Earlier this month, a senior British general repeated a claim that bomb-making technology is crossing into Iraq from Iran. Maj.-Gen. Jim Dutton, who commands a multinational force in southeastern Iraq, said the know-how for advanced bombs was coming "across that border." Iran denied similar claims when they were first made in October, after an increase in British casualties in Iraq. Gen. Dutton nevertheless insisted "the technology certainly, and probably the equipment, is coming through (the Iran-Iraq border)." He added that he did not know whether this was Iranian government policy or whether it was simply groups using Iran for their own purposes and not being controlled. Defense sources quoted independently by the BBC were more blunt, saying that the Revolutionary Guards, an elite fighting force appointed by the country's supreme leader, were indeed giving original bomb-making training to Iraq's insurgents.
At first and even second glance, allegations of an alliance between Iran and al-Qaida, especially if it incorporates cells affiliated to the terror organization presently operating in Iraq, defies all sense and logic.
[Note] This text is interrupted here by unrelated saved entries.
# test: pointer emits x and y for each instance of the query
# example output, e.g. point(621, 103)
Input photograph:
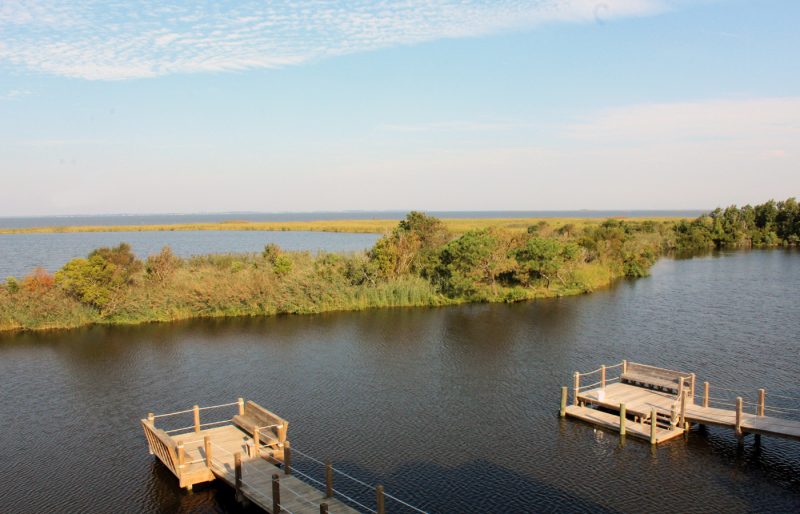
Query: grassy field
point(375, 226)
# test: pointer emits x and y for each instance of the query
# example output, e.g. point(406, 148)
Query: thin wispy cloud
point(100, 40)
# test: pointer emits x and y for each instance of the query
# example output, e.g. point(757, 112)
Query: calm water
point(452, 408)
point(21, 253)
point(160, 219)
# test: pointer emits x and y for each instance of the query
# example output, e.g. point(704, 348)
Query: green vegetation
point(420, 262)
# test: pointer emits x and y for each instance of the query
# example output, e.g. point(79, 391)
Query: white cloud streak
point(99, 40)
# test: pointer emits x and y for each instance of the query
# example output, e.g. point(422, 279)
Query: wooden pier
point(658, 404)
point(251, 453)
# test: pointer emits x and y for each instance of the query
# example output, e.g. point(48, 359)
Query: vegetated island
point(420, 262)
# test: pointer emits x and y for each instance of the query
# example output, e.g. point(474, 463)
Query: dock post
point(653, 425)
point(328, 480)
point(181, 457)
point(684, 396)
point(739, 416)
point(287, 457)
point(256, 442)
point(276, 494)
point(380, 508)
point(576, 387)
point(237, 463)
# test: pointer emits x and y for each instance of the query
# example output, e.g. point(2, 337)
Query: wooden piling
point(738, 416)
point(237, 466)
point(328, 480)
point(287, 457)
point(379, 500)
point(653, 425)
point(576, 388)
point(276, 494)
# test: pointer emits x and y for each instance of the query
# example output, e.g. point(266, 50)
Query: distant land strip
point(373, 226)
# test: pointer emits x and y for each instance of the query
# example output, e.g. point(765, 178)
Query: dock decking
point(659, 404)
point(250, 453)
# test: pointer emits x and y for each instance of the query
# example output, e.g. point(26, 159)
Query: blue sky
point(468, 105)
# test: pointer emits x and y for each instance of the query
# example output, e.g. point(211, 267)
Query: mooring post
point(237, 465)
point(287, 457)
point(381, 509)
point(684, 396)
point(276, 494)
point(181, 457)
point(328, 480)
point(653, 425)
point(576, 386)
point(207, 444)
point(739, 416)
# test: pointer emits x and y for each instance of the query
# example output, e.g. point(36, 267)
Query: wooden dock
point(250, 453)
point(659, 404)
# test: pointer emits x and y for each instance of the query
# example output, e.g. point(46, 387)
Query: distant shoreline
point(364, 226)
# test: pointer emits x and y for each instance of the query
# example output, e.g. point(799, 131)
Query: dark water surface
point(21, 253)
point(453, 409)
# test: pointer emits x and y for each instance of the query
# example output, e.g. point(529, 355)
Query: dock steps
point(611, 422)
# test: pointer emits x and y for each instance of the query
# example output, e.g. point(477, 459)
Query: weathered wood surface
point(612, 422)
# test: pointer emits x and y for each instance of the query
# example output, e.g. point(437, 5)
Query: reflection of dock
point(250, 453)
point(658, 404)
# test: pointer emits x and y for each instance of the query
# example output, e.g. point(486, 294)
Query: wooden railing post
point(287, 457)
point(576, 388)
point(381, 509)
point(653, 425)
point(739, 416)
point(237, 466)
point(328, 480)
point(276, 494)
point(181, 457)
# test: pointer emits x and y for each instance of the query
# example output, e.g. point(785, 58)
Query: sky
point(184, 107)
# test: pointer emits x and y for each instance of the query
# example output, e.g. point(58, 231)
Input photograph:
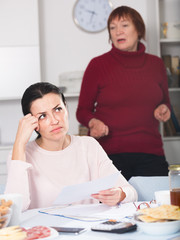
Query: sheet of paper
point(78, 192)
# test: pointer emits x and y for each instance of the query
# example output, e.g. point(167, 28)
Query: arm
point(162, 112)
point(17, 180)
point(97, 128)
point(102, 166)
point(25, 129)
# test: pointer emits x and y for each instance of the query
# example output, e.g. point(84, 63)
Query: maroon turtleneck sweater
point(122, 89)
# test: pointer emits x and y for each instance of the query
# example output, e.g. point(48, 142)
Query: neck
point(54, 145)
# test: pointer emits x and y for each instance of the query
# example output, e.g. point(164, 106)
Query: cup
point(16, 207)
point(162, 197)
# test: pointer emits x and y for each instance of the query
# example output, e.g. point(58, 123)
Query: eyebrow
point(40, 113)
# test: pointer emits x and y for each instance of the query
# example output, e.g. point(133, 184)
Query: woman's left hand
point(110, 196)
point(162, 113)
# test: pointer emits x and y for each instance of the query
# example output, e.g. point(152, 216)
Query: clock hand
point(92, 12)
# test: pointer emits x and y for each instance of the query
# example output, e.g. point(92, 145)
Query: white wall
point(64, 47)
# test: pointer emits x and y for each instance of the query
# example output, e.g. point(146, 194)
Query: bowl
point(5, 218)
point(158, 228)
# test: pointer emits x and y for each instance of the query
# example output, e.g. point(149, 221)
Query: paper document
point(78, 192)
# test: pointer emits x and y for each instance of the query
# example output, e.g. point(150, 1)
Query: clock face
point(92, 15)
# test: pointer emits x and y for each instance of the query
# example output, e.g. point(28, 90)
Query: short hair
point(129, 13)
point(36, 91)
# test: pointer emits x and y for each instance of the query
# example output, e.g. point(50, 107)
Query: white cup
point(16, 207)
point(162, 197)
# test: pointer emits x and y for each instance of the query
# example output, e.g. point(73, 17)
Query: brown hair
point(130, 13)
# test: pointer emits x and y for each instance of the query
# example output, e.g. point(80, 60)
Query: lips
point(121, 40)
point(56, 129)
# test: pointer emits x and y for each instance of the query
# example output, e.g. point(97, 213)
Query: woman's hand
point(25, 129)
point(98, 128)
point(111, 196)
point(162, 113)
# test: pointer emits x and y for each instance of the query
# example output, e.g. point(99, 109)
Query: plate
point(158, 228)
point(54, 234)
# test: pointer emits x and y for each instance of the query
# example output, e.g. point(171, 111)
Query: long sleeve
point(122, 89)
point(101, 166)
point(88, 94)
point(18, 181)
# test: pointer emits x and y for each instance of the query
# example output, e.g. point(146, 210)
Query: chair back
point(146, 186)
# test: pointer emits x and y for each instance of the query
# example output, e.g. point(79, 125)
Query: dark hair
point(38, 90)
point(128, 12)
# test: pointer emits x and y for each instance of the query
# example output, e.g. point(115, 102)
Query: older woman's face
point(52, 116)
point(123, 34)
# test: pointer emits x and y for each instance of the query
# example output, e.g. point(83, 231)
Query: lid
point(174, 167)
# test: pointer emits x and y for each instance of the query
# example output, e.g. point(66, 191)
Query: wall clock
point(91, 15)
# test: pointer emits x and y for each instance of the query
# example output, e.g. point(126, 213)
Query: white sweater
point(43, 175)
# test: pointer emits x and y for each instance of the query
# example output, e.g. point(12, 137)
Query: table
point(87, 216)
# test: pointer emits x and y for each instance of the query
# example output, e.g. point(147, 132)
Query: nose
point(54, 119)
point(119, 30)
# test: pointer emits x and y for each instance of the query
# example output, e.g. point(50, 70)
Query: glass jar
point(174, 178)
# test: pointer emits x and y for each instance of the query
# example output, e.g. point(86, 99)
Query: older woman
point(41, 168)
point(124, 95)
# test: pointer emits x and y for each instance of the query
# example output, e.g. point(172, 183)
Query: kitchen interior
point(45, 44)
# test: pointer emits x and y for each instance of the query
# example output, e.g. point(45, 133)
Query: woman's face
point(52, 116)
point(123, 34)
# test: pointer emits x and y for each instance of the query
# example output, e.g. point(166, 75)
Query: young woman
point(124, 95)
point(41, 168)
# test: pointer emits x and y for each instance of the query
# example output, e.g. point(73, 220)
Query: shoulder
point(86, 140)
point(101, 58)
point(155, 59)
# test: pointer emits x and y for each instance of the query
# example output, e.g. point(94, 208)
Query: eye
point(112, 27)
point(42, 116)
point(58, 109)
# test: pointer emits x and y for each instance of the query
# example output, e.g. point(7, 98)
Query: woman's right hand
point(26, 127)
point(98, 128)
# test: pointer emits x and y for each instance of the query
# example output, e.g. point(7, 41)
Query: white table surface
point(33, 217)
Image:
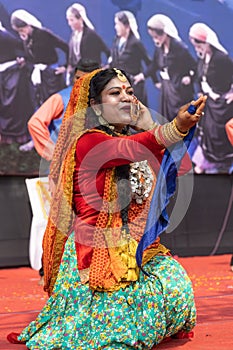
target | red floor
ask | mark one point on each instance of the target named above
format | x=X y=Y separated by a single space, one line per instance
x=21 y=298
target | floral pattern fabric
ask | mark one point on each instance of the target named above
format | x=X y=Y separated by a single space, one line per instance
x=137 y=317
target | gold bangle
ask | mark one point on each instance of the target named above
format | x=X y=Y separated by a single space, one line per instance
x=182 y=134
x=153 y=125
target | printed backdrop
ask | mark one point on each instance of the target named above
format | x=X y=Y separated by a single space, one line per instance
x=17 y=103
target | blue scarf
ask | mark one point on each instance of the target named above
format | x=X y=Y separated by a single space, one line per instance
x=158 y=220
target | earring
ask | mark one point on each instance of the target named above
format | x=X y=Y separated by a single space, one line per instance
x=97 y=112
x=104 y=122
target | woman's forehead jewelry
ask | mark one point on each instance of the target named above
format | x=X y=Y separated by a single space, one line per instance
x=120 y=75
x=192 y=109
For a start, Iran is Persian/Shiite, while al-Qaida is Arab/Sunni. And the overwhelming majority of civilian victims in Iraq since the start of the U.S.-led war have been Shiites, deliberately targeted in suicide attacks by Sunni extremists (and often during Shiite religious holidays). Indeed, Zarqawi recently declared war on Shiites.
But leaving aside the Zarqawi connection for the moment, it now seems clear that Iran and al-Qaida generally have been drawn together, despite their obvious ideological and religious differences, by a common goal: to facilitate global jihad and help hasten American failure in Iraq.
In fact, the oddest thing about this collaboration, on closer inspection, is that it is not new: al-Qaida is long thought by intelligence experts to have collaborated with Iran in the 1996 bombing of the Khobar Towers in Saudi Arabia that killed 19 U.S. marines.
The 1979 Islamic revolution in Iran was seen as a triumph for the Shiites, but also - because of its anti-American, anti-imperialist rhetoric - proved to be an inspiration for Sunni extremists, including those who took over Mecca's Grand Mosque that year.
The relationship between Iran and Zarqawi, who has been refocusing operations in Iraq against Shiite civilians particularly during the October holy month of Ramadan, is more complicated. Such attacks obviously antagonize Iran, and leave it caught between a rock and a hard place. However, the bomb specialists the British argue are trained by the Iranians are said to return to Basra not to attack Shiites, but rather to spread their knowledge among fellow insurgents who target British military convoys.
Is this, then, part of some secret deal - we will train you and protect you, but kill Britons with the bombs and not our fellow Shiites? In any case, what is certainly true is that Iraq's Shiite leaders have for some time been quietly pressuring Iran for help against Zarqawi's murderous al-Qaida terrorists. If reports of Iran supporting Zarqawi become more persistent and credible, and the attacks on Iraq's Shi'ites continue, such complaints from Iraqi leaders could turn public.
That would prove extremely embarrassing for Iranian Islamic conservatives, and could force Iran finally to reconsider its unholy alliance with al-Qaida.